“One moment, missus,” a blue eyed giant lisped, holding up a finger.
Meanwhile, another was dialing on his cell.
I didn’t waste a second, marching straight to the vintage sports car to slide into the driver’s seat and start the engine. It purred to life like a dream.
The guard on the phone came to the window and rapped his knuckle against the glass. “Boss said you’ll ride with us.”
“Tell Liam that I’m perfectly capable of driving myself,” I said with a smile. “But if he wants me followed, you’re free to tail me in one of your SUVs.”
I began to back the car out of the garage.
The man’s face was the picture of desperation. He held his throat, lily white skin mottling with red as he spoke into the phone. They could jump behind the car and risk damaging the fender, but I wasn’t stopping.
Whatever that conversation decided, the men scrambled to their vehicles. The garage door fell closed as I backed into the street.
“I wonder what the neighbors think of all the muscly guys over here,” I said to myself to fill the agitated silence.
I lifted a hand and waved to the ladies standing by a glossy white mailbox as I passed.
Granted, the house sat back on the property, and there were plenty of trees in the spacious front yard. That, plus the high fence, kept nosey people from poking around.
I distracted myself as best I could with the radio.
What I was doing was unprecedented. Never in a million years would I have been this bold when it came to my parents.Something about Liam challenged me. Maybe it was the fact that he’d had opportunity to hurt me—and hadn’t.
It would be smart to tread carefully. We were married now, and while mobsters would bluster about protecting their women, they weren’t above keeping them in place by use of physical force when necessary.
Still, I felt like pushing.
And as I drove, merging onto the interstate for a few exits, the reason dawned on me. It would be easier to hate Liam if he was cruel.
I gulped and slowed the accelerator as I took the ramp onto the Morelli streets. I was in danger of liking my husband. Which made it hard to deceive him.
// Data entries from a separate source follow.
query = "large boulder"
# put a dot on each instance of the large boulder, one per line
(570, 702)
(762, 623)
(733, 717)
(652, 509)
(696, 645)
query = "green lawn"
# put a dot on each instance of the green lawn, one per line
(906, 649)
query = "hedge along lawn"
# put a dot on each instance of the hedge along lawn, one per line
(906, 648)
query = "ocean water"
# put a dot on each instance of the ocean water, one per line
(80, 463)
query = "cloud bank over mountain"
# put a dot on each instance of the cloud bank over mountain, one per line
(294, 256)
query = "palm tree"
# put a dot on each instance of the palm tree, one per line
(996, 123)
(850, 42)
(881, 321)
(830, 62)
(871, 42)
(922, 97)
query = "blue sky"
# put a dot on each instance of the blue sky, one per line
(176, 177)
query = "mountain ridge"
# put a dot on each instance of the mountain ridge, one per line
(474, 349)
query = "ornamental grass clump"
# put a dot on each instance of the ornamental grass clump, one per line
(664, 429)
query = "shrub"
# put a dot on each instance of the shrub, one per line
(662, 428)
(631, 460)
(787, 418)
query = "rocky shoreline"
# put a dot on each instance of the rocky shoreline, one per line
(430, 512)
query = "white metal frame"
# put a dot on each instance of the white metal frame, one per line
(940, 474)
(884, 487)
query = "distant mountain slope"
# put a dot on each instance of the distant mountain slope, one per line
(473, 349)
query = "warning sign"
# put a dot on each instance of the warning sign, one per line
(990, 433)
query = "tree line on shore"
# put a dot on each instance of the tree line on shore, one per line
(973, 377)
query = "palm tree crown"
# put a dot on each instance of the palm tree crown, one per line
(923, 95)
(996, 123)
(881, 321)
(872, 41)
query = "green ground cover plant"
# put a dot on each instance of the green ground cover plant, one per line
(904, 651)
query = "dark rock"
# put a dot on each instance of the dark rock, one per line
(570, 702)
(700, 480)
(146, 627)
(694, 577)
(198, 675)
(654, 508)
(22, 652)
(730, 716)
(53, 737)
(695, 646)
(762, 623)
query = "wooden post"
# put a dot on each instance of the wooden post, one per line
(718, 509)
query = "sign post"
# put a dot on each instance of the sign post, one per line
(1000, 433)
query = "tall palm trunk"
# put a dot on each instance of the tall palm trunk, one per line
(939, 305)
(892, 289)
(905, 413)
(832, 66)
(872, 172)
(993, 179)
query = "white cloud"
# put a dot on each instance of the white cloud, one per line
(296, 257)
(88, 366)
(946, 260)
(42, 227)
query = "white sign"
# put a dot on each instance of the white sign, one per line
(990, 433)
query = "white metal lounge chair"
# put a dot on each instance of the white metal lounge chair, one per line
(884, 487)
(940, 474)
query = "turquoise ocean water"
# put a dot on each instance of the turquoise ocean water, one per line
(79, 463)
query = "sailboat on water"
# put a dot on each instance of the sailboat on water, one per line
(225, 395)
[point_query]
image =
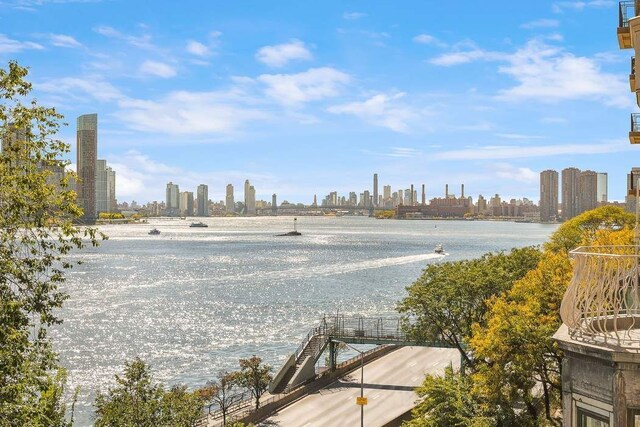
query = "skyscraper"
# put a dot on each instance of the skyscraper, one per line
(229, 202)
(570, 194)
(375, 190)
(633, 179)
(588, 191)
(111, 190)
(603, 188)
(251, 200)
(548, 195)
(102, 194)
(186, 203)
(87, 156)
(172, 204)
(203, 200)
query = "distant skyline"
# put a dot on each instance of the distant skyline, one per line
(304, 100)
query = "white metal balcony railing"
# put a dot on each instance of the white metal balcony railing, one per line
(602, 302)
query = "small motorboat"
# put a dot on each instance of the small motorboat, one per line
(198, 224)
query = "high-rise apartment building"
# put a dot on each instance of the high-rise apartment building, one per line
(570, 193)
(203, 200)
(633, 182)
(588, 191)
(603, 188)
(112, 202)
(375, 190)
(172, 204)
(186, 203)
(251, 200)
(102, 194)
(87, 156)
(229, 201)
(548, 195)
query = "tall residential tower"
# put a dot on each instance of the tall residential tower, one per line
(87, 157)
(548, 195)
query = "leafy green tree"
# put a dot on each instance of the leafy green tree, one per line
(583, 228)
(223, 392)
(137, 400)
(447, 401)
(37, 213)
(449, 298)
(255, 377)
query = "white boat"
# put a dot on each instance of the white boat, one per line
(198, 224)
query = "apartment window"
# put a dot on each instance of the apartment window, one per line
(633, 417)
(591, 419)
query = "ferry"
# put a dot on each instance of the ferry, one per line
(198, 224)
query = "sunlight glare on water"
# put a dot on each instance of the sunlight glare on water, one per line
(192, 301)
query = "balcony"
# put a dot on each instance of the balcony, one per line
(634, 133)
(626, 11)
(632, 75)
(602, 303)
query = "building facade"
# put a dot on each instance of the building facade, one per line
(87, 156)
(570, 193)
(203, 200)
(229, 201)
(172, 200)
(548, 195)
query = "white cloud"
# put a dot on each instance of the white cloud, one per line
(311, 85)
(189, 113)
(549, 73)
(466, 56)
(519, 152)
(158, 69)
(143, 42)
(554, 120)
(281, 54)
(541, 23)
(428, 39)
(518, 136)
(77, 89)
(505, 171)
(8, 45)
(581, 5)
(353, 15)
(62, 40)
(197, 48)
(380, 110)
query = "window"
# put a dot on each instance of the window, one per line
(633, 417)
(591, 419)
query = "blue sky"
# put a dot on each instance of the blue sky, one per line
(308, 97)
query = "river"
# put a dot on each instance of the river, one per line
(192, 301)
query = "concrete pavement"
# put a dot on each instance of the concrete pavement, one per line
(388, 385)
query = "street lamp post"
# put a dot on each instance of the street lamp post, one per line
(361, 401)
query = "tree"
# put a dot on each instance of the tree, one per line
(521, 363)
(223, 392)
(444, 303)
(255, 377)
(137, 401)
(447, 401)
(37, 210)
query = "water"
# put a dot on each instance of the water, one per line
(192, 301)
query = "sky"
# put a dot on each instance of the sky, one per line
(308, 97)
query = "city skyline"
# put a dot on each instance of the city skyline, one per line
(307, 101)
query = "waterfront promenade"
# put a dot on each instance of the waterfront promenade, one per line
(388, 384)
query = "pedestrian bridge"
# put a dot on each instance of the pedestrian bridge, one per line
(329, 333)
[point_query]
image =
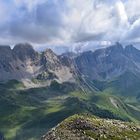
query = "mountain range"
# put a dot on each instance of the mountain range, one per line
(38, 90)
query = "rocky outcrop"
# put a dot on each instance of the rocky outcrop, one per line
(23, 63)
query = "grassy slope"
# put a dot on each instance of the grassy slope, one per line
(90, 127)
(28, 114)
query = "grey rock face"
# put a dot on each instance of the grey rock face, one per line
(23, 62)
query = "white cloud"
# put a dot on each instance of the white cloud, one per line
(62, 21)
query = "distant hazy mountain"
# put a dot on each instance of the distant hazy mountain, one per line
(23, 62)
(108, 63)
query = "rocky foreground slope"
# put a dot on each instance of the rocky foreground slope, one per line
(91, 128)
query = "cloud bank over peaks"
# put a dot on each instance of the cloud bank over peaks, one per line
(69, 21)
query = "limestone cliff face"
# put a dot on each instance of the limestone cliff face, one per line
(24, 63)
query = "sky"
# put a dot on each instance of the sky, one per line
(57, 22)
“No, I’m protecting myself,” I said firmly, battling down the rising flush of hormones at the thought of the intimacy. “I’ll never let a man use my body against me.”
That was disastrous.
The swirling clouds of memory squashed my hormones.
Pulling onto my parents’ street, I parked in front of their house. I didn’t live here. There was no reason to go through the back from the alley. But I wasn’t prepared how it would feel to walk through the front door.
A chorus of girlish squeals enveloped me like a warm hug as I entered. The Irish guards stayed in their vehicles—three of them. My sisters gabbed and pointed.
“Where’s Mama?” I untangled myself from the monsters clinging to my legs.
“In the kitchen,” Daniella answered, her six-year-old face scrunched in question, before she blurted out, “Does this mean you’re pregnant now?”
The older girls blushed.
My stomach flipped. Nausea crawled up my throat. “What? No. Why would you say that?”
“Papa said that women get pregnant when they marry,” the six-year-old said simply. The logic was plain to her. I was married, ergo, I was pregnant.
I wanted to tell her that wasn’t how things always happened.
But then I would be corrupting my sisters. Right now, I didn’t want to be banished from the house. Not when there were such few precious moments with my family before I said goodbye forever.
I ruffled her hair and pushed past her into the kitchen.